I think this is the largest freely available learner corpus of German, and it contains essays and summaries from German learners of a variety of backgrounds, as well as comparable native German texts using exactly the same prompts (same essay topics etc.). There are also extensive annotations, including Target Hypotheses giving different versions of what native annotators would have written in cases where errors occur. These can be very helpful for studying specific types of errors.
Dear Amir, Begona, Vlado, thanks a million for your very helpful input!!! I will now start exploring the data in these corpora!! Greetings from Munich and Graz, Birgit
I try to investigate the best way of teaching German as a foreign language taking into account a communicative approach. In this way, I need analyse audiovisual corpus. It is not enough, to analyse the structure of language itself, I mean only the linguistic system. I need to analyse, what it is said, but also what kind of melodies or intonation is applied and how all of that is moved using gestures.
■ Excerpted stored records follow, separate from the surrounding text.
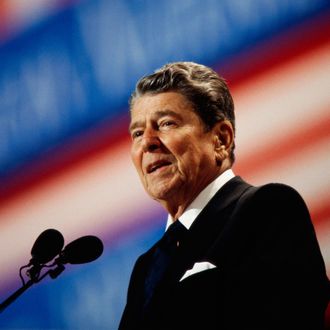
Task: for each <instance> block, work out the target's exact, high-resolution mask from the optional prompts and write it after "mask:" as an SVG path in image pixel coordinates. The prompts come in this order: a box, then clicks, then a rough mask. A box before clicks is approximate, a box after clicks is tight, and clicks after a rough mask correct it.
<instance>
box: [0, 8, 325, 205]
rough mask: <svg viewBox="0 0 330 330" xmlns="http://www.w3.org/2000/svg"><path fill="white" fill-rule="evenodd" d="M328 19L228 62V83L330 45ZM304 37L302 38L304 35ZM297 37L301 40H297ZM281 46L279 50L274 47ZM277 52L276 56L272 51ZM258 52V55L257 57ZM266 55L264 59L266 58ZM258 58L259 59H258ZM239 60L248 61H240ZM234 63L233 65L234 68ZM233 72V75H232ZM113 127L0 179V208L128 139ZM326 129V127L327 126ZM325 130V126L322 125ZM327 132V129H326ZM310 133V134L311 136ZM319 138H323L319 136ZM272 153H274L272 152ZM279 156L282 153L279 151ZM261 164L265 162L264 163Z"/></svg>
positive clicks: (288, 35) (40, 158)
mask: <svg viewBox="0 0 330 330" xmlns="http://www.w3.org/2000/svg"><path fill="white" fill-rule="evenodd" d="M329 17H330V10H328V11H327V12H325V13H324V14H322V15H320V16H318V17H317V18H316V19H314V20H311V21H308V22H307V24H303V25H300V26H298V28H293V29H292V30H291V32H287V31H285V34H284V36H283V35H281V36H278V37H275V38H273V39H272V40H270V41H269V42H266V43H264V44H263V45H262V46H257V47H255V48H254V49H253V50H251V51H250V52H249V54H248V56H247V53H245V54H244V56H243V57H239V62H238V63H236V62H235V61H236V60H237V61H238V59H236V60H233V61H231V62H230V63H229V62H228V66H227V68H228V69H229V65H230V71H229V72H228V76H229V77H230V81H232V82H234V83H235V84H238V83H240V82H242V81H243V80H247V79H250V78H254V77H255V76H256V75H257V74H259V73H260V72H261V71H264V70H267V69H269V68H270V67H271V66H275V65H281V64H283V62H288V61H292V60H294V59H295V58H296V57H297V56H298V55H302V54H303V53H305V52H307V51H309V50H310V49H311V48H313V47H316V46H319V45H320V44H322V43H325V42H328V41H329V36H328V30H329V26H330V24H329V22H330V20H329ZM304 34H305V35H304ZM302 35H304V37H303V38H302V37H301V36H302ZM299 36H300V37H299ZM276 43H280V45H281V46H280V49H279V48H278V47H277V46H276V47H274V46H272V44H274V45H276ZM274 49H275V50H276V49H277V52H276V51H275V50H274ZM257 52H259V53H257ZM265 53H267V56H265ZM260 54H261V55H260ZM242 58H245V59H248V60H245V62H244V61H241V59H242ZM235 63H236V64H235ZM235 70H236V71H235ZM116 121H117V122H116V125H114V124H113V123H112V122H111V120H109V121H105V122H104V123H103V124H101V125H100V126H101V127H99V128H93V129H92V130H91V131H90V132H87V133H83V134H82V135H81V136H78V137H75V138H73V139H72V140H71V141H69V142H68V143H65V145H62V146H60V147H57V148H54V149H52V150H51V151H49V152H48V153H47V154H46V155H43V156H41V157H39V158H38V159H35V160H34V161H33V162H31V164H29V165H25V166H24V167H22V168H19V169H16V170H15V172H13V173H11V175H10V176H7V177H6V178H2V179H1V186H0V205H1V204H3V203H6V202H7V201H8V200H9V199H11V198H12V197H13V196H14V195H16V194H20V193H24V192H26V191H27V190H28V189H30V188H33V187H35V186H36V185H39V184H40V183H42V182H44V181H45V180H47V179H49V178H51V177H54V176H56V175H59V174H61V173H63V172H64V171H67V170H69V169H70V168H72V167H73V166H75V165H76V164H78V163H79V162H83V161H86V160H87V159H89V158H92V157H96V156H97V155H98V154H100V153H103V152H105V151H106V150H108V149H109V148H111V147H112V146H113V145H115V144H116V143H118V142H119V141H120V140H125V139H128V135H127V133H126V132H127V125H128V116H127V115H124V116H123V118H121V119H119V120H117V119H116ZM319 124H320V128H321V131H322V132H323V133H322V134H323V135H324V134H326V133H325V131H324V130H325V129H326V128H325V127H321V126H322V123H319ZM327 125H328V124H327ZM323 126H324V122H323ZM327 130H328V131H329V126H327ZM310 133H312V132H310ZM318 136H319V138H322V136H320V134H319V133H318ZM268 149H269V148H267V150H265V151H263V152H262V153H261V154H258V157H259V156H260V157H262V159H263V157H265V156H266V157H269V159H274V157H272V156H271V154H272V153H273V151H271V152H270V151H269V150H268ZM271 150H274V149H272V148H271ZM281 152H282V150H281ZM276 158H277V157H276ZM263 161H264V159H263ZM259 165H260V164H259ZM237 166H238V169H239V172H242V173H243V174H244V173H246V172H249V171H253V170H256V168H257V167H258V164H257V163H256V162H253V161H250V160H243V161H240V162H239V163H238V164H237Z"/></svg>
I think, my students will need all of this to be communicative competent and to communicate effectively with the native of the target language.
Therefore, I analyse recorded conversations on the street, because this is the type of German communication I think my students have to learn to be communicative competent. We also carry out intonation analysis to show what kind of melodies are used in the different communicative situations and what kind of meaning are involved. Finally, we also pay attention to the gestures that are developed during these communicative interchanges in order to analyse how they are co-estructured with the other semiotic systems (verbal language and intonation), but also to analyse what kind of meaning are being communicated.
In our research group in Madrid we work on English and Spanish corpora (also on other languages too) and have compiled and richly annotated with discourse features a parallel English-Spanish corpus (MULTINOT). We'll be happy to help in these areas!